Jenny Zhang@jennyzhangzt

Introducing Hyperagents: an AI system that not only improves at solving tasks, but also improves how it improves itself. The Darwin Gödel Machine (DGM) demonstrated that open-ended self-improvement is possible by iteratively generating and evaluating improved agents, yet it relies on a key assumption: that improvements in task performance (e.g., coding ability) translate into improvements in the self-improvement process itself. This alignment holds in coding, where both evaluation and modification are expressed in the same domain, but breaks down more generally.

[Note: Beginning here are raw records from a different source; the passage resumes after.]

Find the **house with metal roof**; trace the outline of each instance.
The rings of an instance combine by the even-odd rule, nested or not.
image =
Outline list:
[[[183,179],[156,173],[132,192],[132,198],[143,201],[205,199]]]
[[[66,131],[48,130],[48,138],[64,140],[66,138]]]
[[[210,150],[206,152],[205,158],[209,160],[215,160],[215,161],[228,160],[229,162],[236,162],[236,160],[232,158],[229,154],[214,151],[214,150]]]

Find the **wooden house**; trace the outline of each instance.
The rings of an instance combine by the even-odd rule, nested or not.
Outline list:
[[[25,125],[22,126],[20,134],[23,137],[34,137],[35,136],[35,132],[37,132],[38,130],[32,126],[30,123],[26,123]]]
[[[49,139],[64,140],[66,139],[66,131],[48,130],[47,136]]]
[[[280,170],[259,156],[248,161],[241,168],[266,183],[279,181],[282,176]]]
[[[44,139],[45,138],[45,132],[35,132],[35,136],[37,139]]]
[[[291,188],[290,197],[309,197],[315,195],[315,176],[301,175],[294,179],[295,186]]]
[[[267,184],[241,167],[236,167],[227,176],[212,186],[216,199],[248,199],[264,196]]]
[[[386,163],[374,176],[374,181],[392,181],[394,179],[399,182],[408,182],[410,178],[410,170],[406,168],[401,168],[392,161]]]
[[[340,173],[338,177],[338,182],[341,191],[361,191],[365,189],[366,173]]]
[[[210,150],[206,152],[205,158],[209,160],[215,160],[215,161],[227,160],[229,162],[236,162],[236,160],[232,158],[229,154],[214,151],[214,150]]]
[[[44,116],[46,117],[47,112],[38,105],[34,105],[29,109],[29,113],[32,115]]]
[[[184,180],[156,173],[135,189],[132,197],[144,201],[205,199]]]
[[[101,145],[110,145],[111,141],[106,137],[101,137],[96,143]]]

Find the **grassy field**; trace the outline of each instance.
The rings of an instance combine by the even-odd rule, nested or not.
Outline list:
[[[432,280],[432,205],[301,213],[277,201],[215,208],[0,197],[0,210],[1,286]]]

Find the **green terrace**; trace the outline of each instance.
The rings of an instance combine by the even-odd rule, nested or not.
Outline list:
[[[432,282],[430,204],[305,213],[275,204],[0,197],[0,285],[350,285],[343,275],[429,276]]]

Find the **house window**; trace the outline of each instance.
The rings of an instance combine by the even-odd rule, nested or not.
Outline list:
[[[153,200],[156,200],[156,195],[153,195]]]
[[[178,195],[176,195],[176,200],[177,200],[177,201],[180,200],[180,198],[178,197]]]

As a result, prior systems remain constrained by fixed, handcrafted meta-level procedures that do not themselves evolve. We introduce Hyperagents – self-referential agents that can modify both their task-solving behavior and the process that generates future improvements. This enables what we call metacognitive self-modification: learning not just to perform better, but to improve at improving. We instantiate this framework as DGM-Hyperagents (DGM-H), an extension of the DGM in which both task-solving behavior and the self-improvement procedure are editable and subject to evolution. Across diverse domains (coding, paper review, robotics reward design, and Olympiad-level math solution grading), hyperagents enable continuous performance improvements over time and outperform baselines without self-improvement or open-ended exploration, as well as prior self-improving systems (including DGM). DGM-H also improves the process by which new agents are generated (e.g. persistent memory, performance tracking), and these meta-level improvements transfer across domains and accumulate across runs. This work was done during my internship at Meta (@AIatMeta), in collaboration with Bingchen Zhao (@BingchenZhao), Wannan Yang (@winnieyangwn), Jakob Foerster (@j_foerst), Jeff Clune (@jeffclune), Minqi Jiang (@MinqiJiang), Sam Devlin (@smdvln), and Tatiana Shavrina (@rybolos).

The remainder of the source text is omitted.